Il trônait, dimanche matin, sur la table d'un des derniers libraires à n'avoir pas déserté la place Saint-Sernin pour celle de Saint-Aubin (par moi infréquentable en raison d'une culture du bruit festif sur quoi ce marché dominical, faute de basilique, a fondé son identité). Quelle fautive association – si ce n'est la marque de l'éditeur – m'a fait songer à Éloge de la main [1] d'Henri Focillon et rendu enviable la perspective d'une brève étude sur le sourire ?

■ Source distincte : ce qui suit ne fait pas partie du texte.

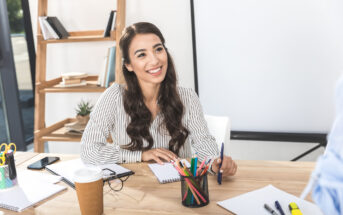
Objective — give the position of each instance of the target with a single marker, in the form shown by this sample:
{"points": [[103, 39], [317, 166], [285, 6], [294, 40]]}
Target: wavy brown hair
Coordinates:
{"points": [[169, 100]]}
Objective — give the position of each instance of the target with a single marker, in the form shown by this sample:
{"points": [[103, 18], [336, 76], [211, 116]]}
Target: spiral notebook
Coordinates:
{"points": [[166, 173]]}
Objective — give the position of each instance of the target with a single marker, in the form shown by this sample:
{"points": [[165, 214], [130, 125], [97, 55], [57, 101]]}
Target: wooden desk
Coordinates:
{"points": [[142, 194]]}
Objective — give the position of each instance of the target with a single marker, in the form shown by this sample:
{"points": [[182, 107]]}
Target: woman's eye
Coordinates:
{"points": [[159, 49], [141, 55]]}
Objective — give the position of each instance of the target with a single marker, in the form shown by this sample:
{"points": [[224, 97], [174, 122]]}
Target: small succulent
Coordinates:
{"points": [[84, 108]]}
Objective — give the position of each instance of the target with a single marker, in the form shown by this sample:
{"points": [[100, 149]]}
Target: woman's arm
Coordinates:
{"points": [[94, 146]]}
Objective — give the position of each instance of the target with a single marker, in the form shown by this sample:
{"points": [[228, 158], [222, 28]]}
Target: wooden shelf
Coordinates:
{"points": [[52, 86], [56, 132], [81, 36]]}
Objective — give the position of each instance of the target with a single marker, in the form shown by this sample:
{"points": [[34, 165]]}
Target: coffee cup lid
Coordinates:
{"points": [[87, 174]]}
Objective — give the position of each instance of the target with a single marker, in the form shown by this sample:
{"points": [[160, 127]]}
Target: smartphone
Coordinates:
{"points": [[43, 162]]}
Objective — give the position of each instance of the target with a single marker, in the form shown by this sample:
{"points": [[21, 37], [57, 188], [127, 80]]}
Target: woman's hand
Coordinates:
{"points": [[229, 167], [158, 154]]}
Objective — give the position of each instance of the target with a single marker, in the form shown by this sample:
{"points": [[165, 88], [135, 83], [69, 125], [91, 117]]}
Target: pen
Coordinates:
{"points": [[293, 207], [268, 208], [279, 208], [219, 178]]}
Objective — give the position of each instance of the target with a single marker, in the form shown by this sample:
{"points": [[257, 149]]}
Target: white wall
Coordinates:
{"points": [[171, 16], [271, 64]]}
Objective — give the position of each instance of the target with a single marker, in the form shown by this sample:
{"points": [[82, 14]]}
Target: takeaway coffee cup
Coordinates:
{"points": [[89, 189]]}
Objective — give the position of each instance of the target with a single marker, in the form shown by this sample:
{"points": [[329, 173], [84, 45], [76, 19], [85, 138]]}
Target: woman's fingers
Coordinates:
{"points": [[228, 167], [171, 155]]}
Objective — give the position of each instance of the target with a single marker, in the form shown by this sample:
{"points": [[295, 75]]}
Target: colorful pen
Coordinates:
{"points": [[279, 208], [269, 209], [294, 209], [219, 178]]}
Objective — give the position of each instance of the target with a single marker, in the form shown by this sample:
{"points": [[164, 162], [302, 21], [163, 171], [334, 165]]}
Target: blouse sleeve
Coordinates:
{"points": [[203, 143], [94, 146]]}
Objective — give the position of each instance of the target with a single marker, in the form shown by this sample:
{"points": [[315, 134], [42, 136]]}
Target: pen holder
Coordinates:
{"points": [[194, 191], [7, 178]]}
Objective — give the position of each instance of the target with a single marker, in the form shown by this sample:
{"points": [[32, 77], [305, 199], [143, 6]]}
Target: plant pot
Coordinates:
{"points": [[82, 120]]}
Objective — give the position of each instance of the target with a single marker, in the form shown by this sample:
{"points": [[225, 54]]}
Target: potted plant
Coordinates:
{"points": [[82, 112]]}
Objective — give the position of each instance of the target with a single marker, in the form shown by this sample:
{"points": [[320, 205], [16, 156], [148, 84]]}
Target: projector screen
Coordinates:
{"points": [[271, 66]]}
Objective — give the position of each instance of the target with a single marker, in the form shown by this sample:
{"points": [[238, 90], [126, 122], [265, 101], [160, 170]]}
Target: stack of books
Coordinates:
{"points": [[73, 79], [52, 28], [107, 74]]}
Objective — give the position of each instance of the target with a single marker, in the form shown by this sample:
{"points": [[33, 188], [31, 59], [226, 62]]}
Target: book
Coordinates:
{"points": [[73, 75], [31, 190], [111, 68], [62, 84], [266, 195], [47, 31], [66, 169], [71, 81], [110, 22], [47, 35], [166, 173], [58, 27]]}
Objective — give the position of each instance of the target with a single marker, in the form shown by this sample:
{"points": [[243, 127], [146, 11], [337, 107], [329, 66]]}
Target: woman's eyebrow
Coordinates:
{"points": [[158, 44], [139, 50], [142, 50]]}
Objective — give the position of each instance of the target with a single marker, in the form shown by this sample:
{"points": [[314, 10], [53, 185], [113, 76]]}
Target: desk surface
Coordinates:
{"points": [[142, 194]]}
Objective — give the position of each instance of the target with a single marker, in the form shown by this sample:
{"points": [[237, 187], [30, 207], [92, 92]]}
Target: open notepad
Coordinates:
{"points": [[66, 169], [253, 202], [166, 173]]}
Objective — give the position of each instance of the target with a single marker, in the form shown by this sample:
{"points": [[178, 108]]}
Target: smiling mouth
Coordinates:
{"points": [[155, 71]]}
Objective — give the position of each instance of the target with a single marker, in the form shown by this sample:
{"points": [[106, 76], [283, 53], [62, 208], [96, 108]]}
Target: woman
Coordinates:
{"points": [[150, 118]]}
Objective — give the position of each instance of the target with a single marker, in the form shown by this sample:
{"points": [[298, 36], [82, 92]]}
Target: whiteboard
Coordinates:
{"points": [[270, 65]]}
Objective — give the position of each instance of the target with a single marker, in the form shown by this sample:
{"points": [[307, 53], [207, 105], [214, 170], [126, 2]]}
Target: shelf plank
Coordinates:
{"points": [[81, 36], [51, 86], [57, 132]]}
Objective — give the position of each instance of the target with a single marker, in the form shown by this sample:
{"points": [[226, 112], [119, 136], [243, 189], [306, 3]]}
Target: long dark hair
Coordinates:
{"points": [[169, 100]]}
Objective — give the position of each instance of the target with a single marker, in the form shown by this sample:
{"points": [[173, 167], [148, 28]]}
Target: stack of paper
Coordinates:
{"points": [[33, 187], [253, 202]]}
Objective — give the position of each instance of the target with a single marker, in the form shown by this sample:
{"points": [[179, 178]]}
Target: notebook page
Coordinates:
{"points": [[267, 195], [166, 173]]}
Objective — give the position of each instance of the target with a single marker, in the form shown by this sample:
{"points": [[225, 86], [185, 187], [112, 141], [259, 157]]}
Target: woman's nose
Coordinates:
{"points": [[153, 59]]}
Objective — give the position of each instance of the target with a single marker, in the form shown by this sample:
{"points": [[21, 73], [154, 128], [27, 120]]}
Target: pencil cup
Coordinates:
{"points": [[7, 178], [89, 189], [194, 191]]}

J'ai bu le calice jusqu'à la lie. L'auteur, Georges Dumas, était membre de l'Institut et de l'Académie de Médecine, professeur honoraire de psychologie pathologique à la Sorbonne. Il a compté parmi ces premières générations de scientifiques qui se sont mises en devoir de procéder au grand nettoyage qu'appelait le positivisme d'Auguste Comte. Pour sa part, M. Dumas a délibérément choisi – il s'en explique – la méthode mécaniste pour expliquer l'Homme : physiologie et neurologie, étude expérimentale du tonus musculaire par impulsions électriques, anatomopathologie, voilà sur quoi s'appuient exclusivement les connaissances de M. Dumas en matière de psychologie. Toute prise en compte des émotions engagées dans un sourire qui ne référerait pas au tracé et aux ramifications du nerf facial est divagation de jean-foutre.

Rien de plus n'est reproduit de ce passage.